Sunday, 29 January 2012

Electric Motors and Drives: Fundamentals, Types, and Applications

Electric Motors and Drives: Fundamentals, Types, and Applications
by Dennis L. Feucht

ENFirst published in 1990, the aim of this book is to hit somewhere between academic textbooks and "prosaic" books that provide little insight into useful concepts. I would regard the book as technician-level, yet with useful content for engineers who know nothing about motors. The author is a Senior Lecturer in the EE Department at the University of Leeds. He writes in a lucid and readable style, and appears to have the knack of cutting to the key issues, bringing out some of the important aspects of motor design that are often not made explicit in academic textbooks. The eleven chapters have review questions, with numerical answers provided.
After covering basic ideas of torque production in motors using simple algebra, motor drive basics are introduced, with emphasis upon higher-power control, using thyristors for turn-on angle control. This can produce an average voltage in much the same way PWMing does. The most basic BJT and MOSFET power driver circuits are included along with discussion of thermal management.
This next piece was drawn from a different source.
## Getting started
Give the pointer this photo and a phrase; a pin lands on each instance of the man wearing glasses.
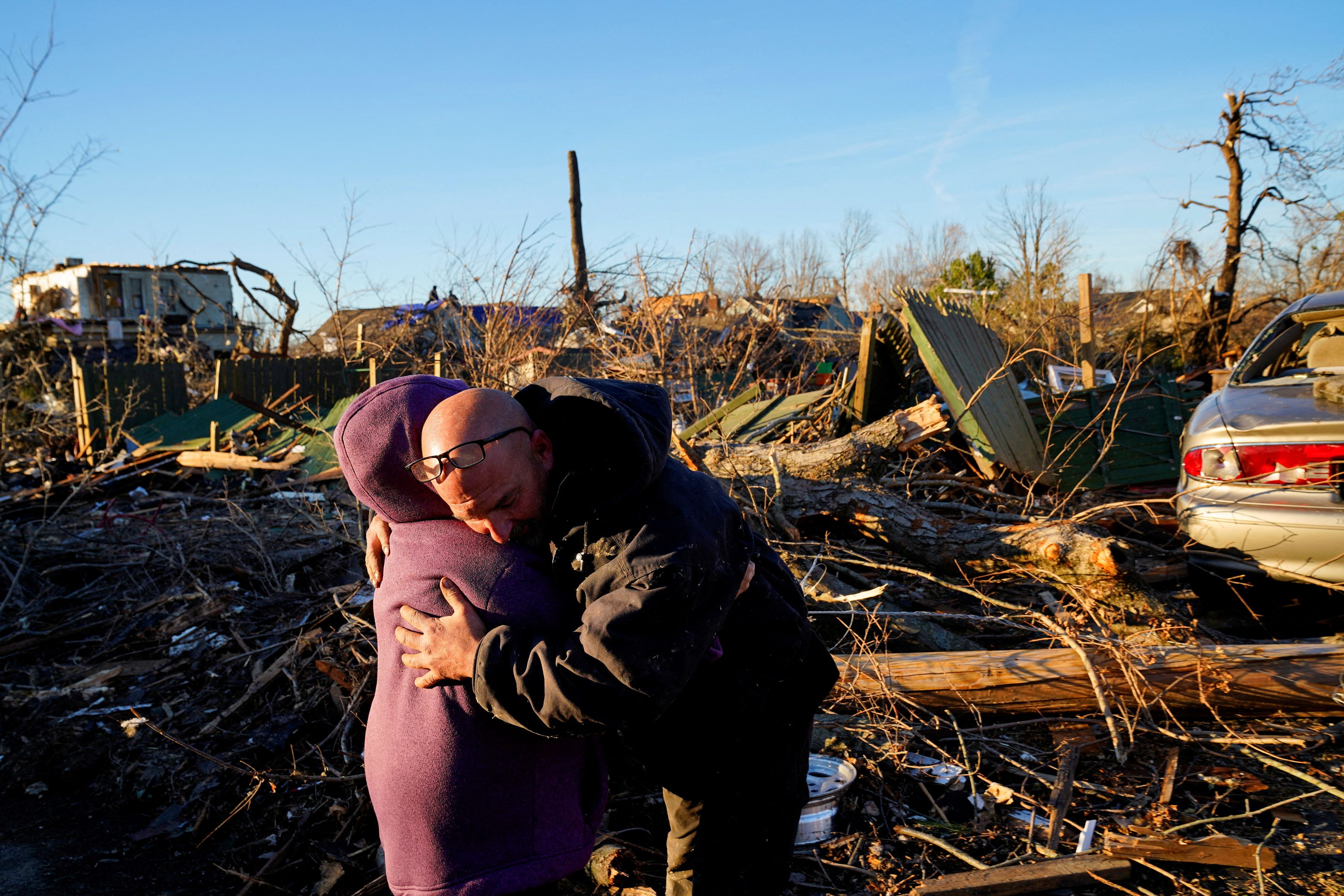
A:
(714, 679)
All this is very introductory.
In Chapter 3, dc motors are explained in somewhat more detail, with emphasis upon an intuitive understanding of the various mechanisms (such as armature reaction, the effect of the winding B-field on the force-producing field) without much math to quantify them. Others include four-quadrant and regenerative drive and dynamic braking.
Chapter 4 introduces the idea of motor control, with some feedback. Again, only basic ideas are introduced. Chapters 5 and 6 get into induction motors and simple forms of their control, such as soft starting, plug reversal and injection braking.
From an engineering standpoint, Chapter 7 becomes more interesting: it covers basic transformer theory for the purpose of giving an induction motor equivalent circuit. Induction motor control schemes briefly describe vector or field-oriented control, but without providing much insight into its basic principles. Cycloconverters are also briefly explained.
Succeeding chapters cover stepping motors, PMS, and VR motors. For practical use of motors, the book concludes with a chapter on motor and drive selection. The appendix is a basic tutorial on feedback control theory.
The author perpetuates some obsolete language (such as emf) and emphasizes well-established ideas in motors and their control. He writes with long-term experience. I would regard the book as a light but broad coverage of many motor and drive concepts that have been around for a long time. It falls far short of engineering depth but does offer to a novice a broad overview -- a place to start in learning about motors and drives.